Fundada em 1991 por Nilso Berlanda, a empresa construiu sua história longe dos grandes centros. A primeira loja, de 80 m², deu origem a uma rede que atua em cidades médias e pequenas, onde a proximidade com o consumidor é diferencial.
A origem humilde explica a cultura de controle e austeridade que marcou a expansão. Antes de entrar no varejo, Nilso Berlanda trabalhou no Banco do Estado de Santa Catarina. Para abrir a primeira loja, vendeu um Chevette, uma linha telefônica e um terreno para levantar o capital inicial.
Estratégia de interior
A aposta no interior transformou-se em estratégia de crescimento. Enquanto redes maiores concentram atuação nas capitais, a Berlanda avançou em mercados onde o varejo de grande porte tem menor presença, buscando confiança local e variedade de produtos.
Hoje o grupo soma mais de 200 lojas em mais de 150 cidades de Santa Catarina e do Rio Grande do Sul, tornando-se a maior rede catarinense de móveis, eletrodomésticos e eletroeletrônicos. Nos últimos dez anos, o faturamento da empresa cresceu cerca de 67%.
A expansão visa alcançar os 295 municípios de Santa Catarina, fortalecendo o modelo de lojas próximas ao consumidor. Em 2024, aproximadamente 70% das lojas estavam em cidades de porte médio ou pequeno, conforme a empresa.
Além do varejo, o Berlanda desenvolveu um ecossistema com fábricas próprias, posto de combustível, choperia e laboratório de tecnologia. A verticalização busca maior controle de produtos, redução de dependência de fornecedores e preservação de margens.
Na indústria, a Móveis Curitibanos produz móveis, estofados, colchões e espumas, enquanto a Berflex foca em colchões e estofados para abastecer a rede. Essa integração fortalece a política de preço, logística e abastecimento.
A operação digital vem ganhando espaço. Em maio, o grupo registrou a maior venda já realizada no e-commerce, sinalizando avanço além das lojas físicas. O desafio atual é unir força de loja de rua com canais digitais para ampliar alcance.

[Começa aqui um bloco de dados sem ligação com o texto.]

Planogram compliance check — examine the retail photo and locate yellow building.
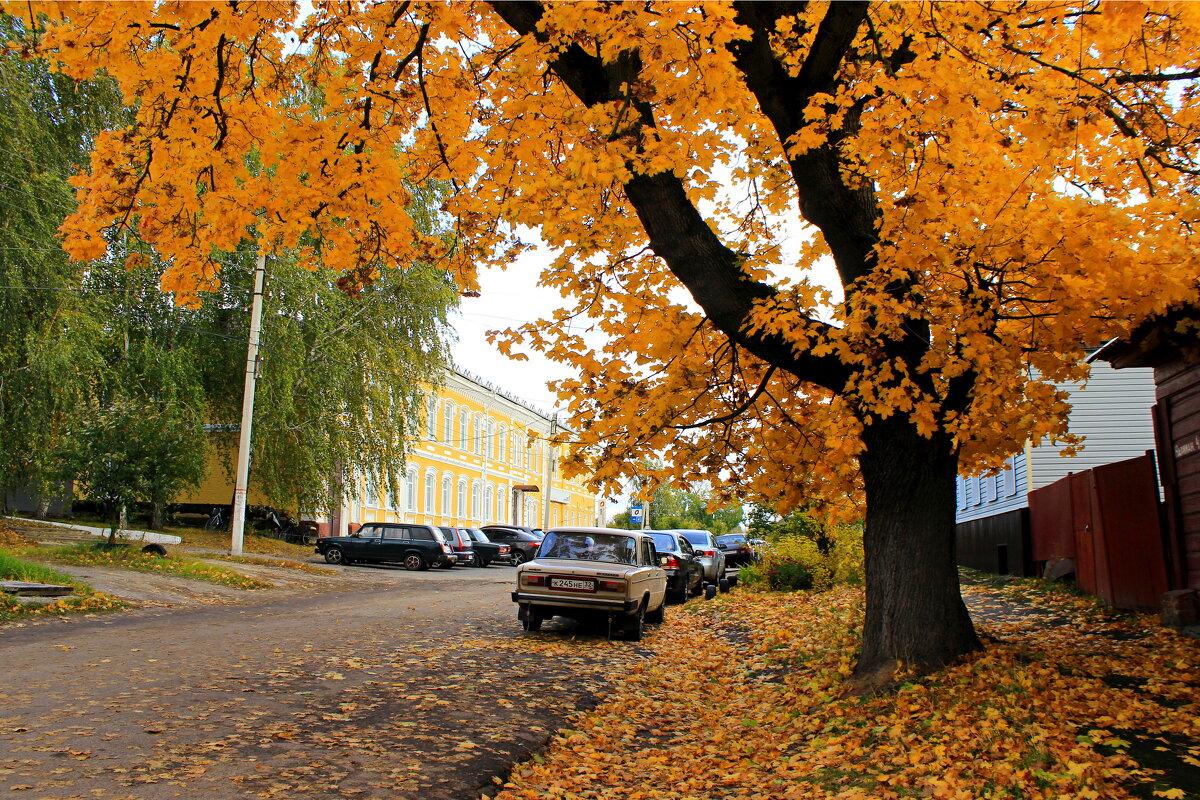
[178,369,605,535]
[345,369,604,533]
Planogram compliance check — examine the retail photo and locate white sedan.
[512,528,667,642]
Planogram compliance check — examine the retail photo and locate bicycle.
[204,506,226,530]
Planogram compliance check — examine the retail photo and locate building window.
[404,467,416,511]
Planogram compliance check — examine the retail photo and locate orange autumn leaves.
[499,589,1200,800]
[6,2,1200,507]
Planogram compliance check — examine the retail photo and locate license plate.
[550,578,596,591]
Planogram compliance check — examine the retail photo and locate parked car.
[512,528,667,642]
[438,525,475,569]
[646,530,704,603]
[317,522,456,570]
[674,528,725,584]
[716,534,758,566]
[463,528,512,566]
[482,525,542,566]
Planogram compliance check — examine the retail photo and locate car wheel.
[625,600,646,642]
[521,607,544,631]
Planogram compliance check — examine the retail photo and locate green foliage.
[0,552,76,587]
[0,16,128,506]
[59,398,204,532]
[0,26,457,513]
[739,525,863,591]
[612,486,743,535]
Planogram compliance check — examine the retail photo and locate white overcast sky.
[450,239,571,414]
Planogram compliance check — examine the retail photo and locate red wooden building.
[1098,307,1200,623]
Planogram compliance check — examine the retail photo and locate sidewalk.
[0,517,184,545]
[497,584,1200,800]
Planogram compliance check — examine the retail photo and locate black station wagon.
[317,522,456,570]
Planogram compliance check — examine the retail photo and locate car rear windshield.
[538,530,637,564]
[650,534,679,553]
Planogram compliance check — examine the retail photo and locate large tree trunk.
[853,417,980,690]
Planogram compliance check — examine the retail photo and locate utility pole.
[229,253,266,555]
[541,411,558,530]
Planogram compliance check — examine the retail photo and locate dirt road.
[0,566,644,800]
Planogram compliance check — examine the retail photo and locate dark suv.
[484,525,542,566]
[317,522,457,570]
[463,528,512,566]
[438,527,476,567]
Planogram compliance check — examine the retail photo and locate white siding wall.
[956,361,1154,522]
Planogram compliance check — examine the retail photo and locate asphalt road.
[0,566,644,800]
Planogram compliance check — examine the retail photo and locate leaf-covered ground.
[498,583,1200,800]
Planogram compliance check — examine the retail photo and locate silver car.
[512,528,667,642]
[673,528,725,584]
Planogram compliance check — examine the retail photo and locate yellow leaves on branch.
[14,1,1200,498]
[498,588,1200,800]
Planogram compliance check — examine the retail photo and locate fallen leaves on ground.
[498,588,1200,800]
[41,543,271,589]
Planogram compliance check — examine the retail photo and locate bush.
[738,525,863,591]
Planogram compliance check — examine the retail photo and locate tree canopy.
[10,1,1200,676]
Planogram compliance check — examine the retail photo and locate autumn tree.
[16,1,1200,684]
[0,17,122,510]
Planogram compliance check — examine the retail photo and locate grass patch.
[46,542,271,589]
[0,552,127,621]
[204,555,341,575]
[174,527,314,559]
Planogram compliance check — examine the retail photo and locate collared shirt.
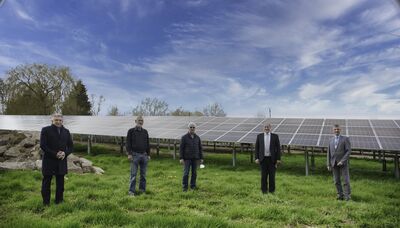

A comemoração dos 35 anos ocorreu na noite de 1º de junho, com parceiros e fornecedores. A cerimônia também homenageou Wanderlei Berlanda, irmão do fundador, considerado incentivador do negócio, falecido em abril.
Nilso Berlanda afirmou que o crescimento está ligado à relação construída com consumidores, colaboradores e parceiros ao longo da trajetória. A empresa emprega cerca de 1.700 pessoas e mira escala bilionária sem perder a proximidade com o interior.